Stack recently converted part of her DC studio into a storefront, where she sells her bags, wallets, belts and accessories alongside carefully chosen pieces from other local crafters. You can find Stitch and Rivet pieces at Gala Artisans in Kensington, Tanglewood Works in Hyattsville, and online at stitchandrivet.com.
MARYLAND FILM FESTIVAL – Gift Membership or Donation – $25-$2000
Looking for a present for the person who owns everything? They like movies, right? Perfect! Did you know you can gift a membership to Baltimore’s prestigious MD Film Festival and score them free tickets to year-round events and screenings and first picks and discounts during the festival itself in May.
Memberships are tiered and range from $25(student) to $2000 (Premiere Member). Already a member, you can also donate in someone’s name to the renovation of the historic Parkway Theater on North Ave, being undertaken by the festival this year. The theater will feature first looks at independent films, both local and international. A highly anticipated treasure, with the recent extinction of independent video stores leaving a gap in film resources. More info at www.mdfilmfest.com.

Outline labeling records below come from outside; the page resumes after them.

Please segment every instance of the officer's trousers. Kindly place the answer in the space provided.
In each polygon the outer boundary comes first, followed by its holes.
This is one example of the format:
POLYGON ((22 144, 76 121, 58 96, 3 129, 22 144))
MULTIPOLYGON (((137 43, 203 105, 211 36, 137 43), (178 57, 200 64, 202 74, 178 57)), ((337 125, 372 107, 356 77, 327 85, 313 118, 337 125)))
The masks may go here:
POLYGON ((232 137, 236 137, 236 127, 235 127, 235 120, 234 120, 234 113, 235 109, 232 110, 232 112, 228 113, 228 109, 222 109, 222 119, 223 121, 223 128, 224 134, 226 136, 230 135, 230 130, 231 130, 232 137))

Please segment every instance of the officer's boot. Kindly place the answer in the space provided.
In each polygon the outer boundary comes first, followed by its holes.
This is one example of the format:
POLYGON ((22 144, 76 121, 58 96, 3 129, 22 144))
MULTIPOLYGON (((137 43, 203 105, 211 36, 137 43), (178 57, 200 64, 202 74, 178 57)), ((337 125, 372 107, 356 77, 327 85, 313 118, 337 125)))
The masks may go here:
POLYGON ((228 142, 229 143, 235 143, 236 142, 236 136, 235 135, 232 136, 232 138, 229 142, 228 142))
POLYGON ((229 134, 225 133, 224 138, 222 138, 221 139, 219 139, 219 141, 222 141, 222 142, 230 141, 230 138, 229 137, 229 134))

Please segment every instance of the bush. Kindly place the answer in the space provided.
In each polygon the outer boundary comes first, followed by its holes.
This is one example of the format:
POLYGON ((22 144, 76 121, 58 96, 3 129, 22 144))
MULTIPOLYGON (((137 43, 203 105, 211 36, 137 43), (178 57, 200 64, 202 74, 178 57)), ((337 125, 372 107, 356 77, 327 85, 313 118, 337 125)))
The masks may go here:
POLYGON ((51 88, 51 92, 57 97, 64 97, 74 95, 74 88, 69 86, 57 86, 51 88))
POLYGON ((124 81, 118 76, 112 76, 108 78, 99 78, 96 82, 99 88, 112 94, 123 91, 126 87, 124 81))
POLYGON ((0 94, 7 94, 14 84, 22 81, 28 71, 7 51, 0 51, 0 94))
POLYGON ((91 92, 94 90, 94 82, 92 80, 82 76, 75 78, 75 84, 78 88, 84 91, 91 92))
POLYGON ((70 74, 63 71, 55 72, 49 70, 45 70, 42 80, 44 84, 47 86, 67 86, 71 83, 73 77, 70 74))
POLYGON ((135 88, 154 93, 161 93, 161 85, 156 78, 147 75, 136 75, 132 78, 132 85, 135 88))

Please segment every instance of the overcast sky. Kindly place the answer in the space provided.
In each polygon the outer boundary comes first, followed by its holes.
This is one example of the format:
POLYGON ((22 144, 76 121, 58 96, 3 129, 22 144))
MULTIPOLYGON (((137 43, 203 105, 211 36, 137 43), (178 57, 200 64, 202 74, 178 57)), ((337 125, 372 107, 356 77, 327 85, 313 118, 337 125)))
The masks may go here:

BOYS OF HAMPDEN – 2015 CALENDAR – $10
I can’t even begin to tell you who to give this calendar to. It’s so stupid. It really is. I can’t believe I’m recommending buying it on an art blog. But I love it despite – or maybe because of – its dumbness, and you will too. The Boys Of Hampden 2015 calendar comes in two levels of weirdness – “Mild” and “Wild.” It features local male shop owners, artists, and employees in neighborhood, willing to bare all (or ok… almost all) for the sake of charity in photos by BmoreArt Contributor Justin Tsucalas. 100% of proceeds go to the Hampden Family Center which provides programming for all ages in the neighborhood. Afterschool care for kids, lunches for seniors, adult literacy classes are just some of the things that have been offered for more than a decade.
If you don’t have a good humored Baltimore friend to buy this for, just get it for yourself. You’ll never go for ice cream at the Charmery without blushing again. Available at shops in Hampden (Trohv, Atomic Books, Sixteen Tons, Watermelon Sugar, and more) and online at loucatelli.wix.com.
Author Rachel Bone is an artist and business owner based in Baltimore. Her gouache paintings have been exhibited and collected internationally and prints are available locally at Trohv in Hampden. Her hand printed apparel company, Red Prairie Press, designs and sells its hand-printed, earth-conscious clothing at craft fairs across the country and wholesale to 45 stores worldwide.